Vapor pressure is especially important for automotive and aviation gasolines, since it can affect start-up and warm-up processes, as well as the tendency to vapor lock. Vapor lock occurs when a liquid fuel vaporizes while in the fuel delivery system, and can disrupt the system. Gasoline is more likely to vapor lock with higher temperatures and altitudes. For gasoline, vapor pressure limits are legally regulated in some areas, due to air pollution standards. Gasolines with higher vapor pressures will release larger amounts of volatile vapor into the atmosphere, and can contribute to ground-level ozone, which is associated with numerous health problems.
There are various ASTM methods to test vapor pressure. The Reid method for determining vapor pressure of petroleum products, described in ASTM D323, is the referee method. The result of ASTM D323 is the reid vapor pressure, or RVP. While this method is proven to be reliable, there are some downsides, such as manual test procedures, larger instrumentation, larger sample sizes, and longer test times.
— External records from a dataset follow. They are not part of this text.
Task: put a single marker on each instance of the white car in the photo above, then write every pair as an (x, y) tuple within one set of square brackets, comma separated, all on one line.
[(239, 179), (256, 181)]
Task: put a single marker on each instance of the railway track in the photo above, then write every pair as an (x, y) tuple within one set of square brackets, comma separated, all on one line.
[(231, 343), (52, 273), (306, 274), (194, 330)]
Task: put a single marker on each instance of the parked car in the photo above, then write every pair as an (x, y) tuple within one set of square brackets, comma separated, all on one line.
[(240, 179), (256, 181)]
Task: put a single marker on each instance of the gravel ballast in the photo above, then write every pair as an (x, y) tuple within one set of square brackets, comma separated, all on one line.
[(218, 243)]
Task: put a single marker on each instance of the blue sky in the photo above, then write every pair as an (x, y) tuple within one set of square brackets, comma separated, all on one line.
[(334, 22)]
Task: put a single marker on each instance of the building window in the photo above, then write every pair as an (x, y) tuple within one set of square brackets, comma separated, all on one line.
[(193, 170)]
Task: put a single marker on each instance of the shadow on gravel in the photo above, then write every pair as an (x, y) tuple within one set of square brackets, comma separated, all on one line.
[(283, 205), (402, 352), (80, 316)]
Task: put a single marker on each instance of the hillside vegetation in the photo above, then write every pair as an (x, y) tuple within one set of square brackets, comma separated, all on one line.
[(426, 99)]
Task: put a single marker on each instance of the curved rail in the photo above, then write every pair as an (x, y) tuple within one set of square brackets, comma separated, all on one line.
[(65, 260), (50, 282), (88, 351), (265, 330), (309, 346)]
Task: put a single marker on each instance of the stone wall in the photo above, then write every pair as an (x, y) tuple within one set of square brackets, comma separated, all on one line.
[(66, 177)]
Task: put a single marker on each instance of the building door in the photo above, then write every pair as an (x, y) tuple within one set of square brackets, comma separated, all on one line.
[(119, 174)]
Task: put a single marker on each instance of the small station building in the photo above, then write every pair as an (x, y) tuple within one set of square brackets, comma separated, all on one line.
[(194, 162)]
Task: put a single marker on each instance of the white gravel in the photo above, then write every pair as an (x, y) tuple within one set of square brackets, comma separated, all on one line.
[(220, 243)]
New ASTM methods have been developed that appeal to some of the negative aspects of ASTM D323, and include automated test procedures, small sample sizes, short test times, and improved repeatability and reliability. Instrumentation for the new ASTM methods is smaller and lighter, making it easier to transport and use in the field or at a job site. ASTM D5191 is the mini method for vapor pressure determination. ASTM D5191 measures total pressure, and the results can be converted to the dry vapor pressure equivalent, or DVPE. ASTM D6378 is the triple expansion method for vapor pressure determination. ASTM D6378 determines the true vapor pressure, and results can correlate to the RVPE and DVPE.
This paper will dwell into the theoretical bases for the “mini methods” and will use mathematical models to show their efficacy. It will also discuss experimental results with newly developed instrumentation, as well as statistical variation and equivalence of results of various laboratory vapor pressure techniques.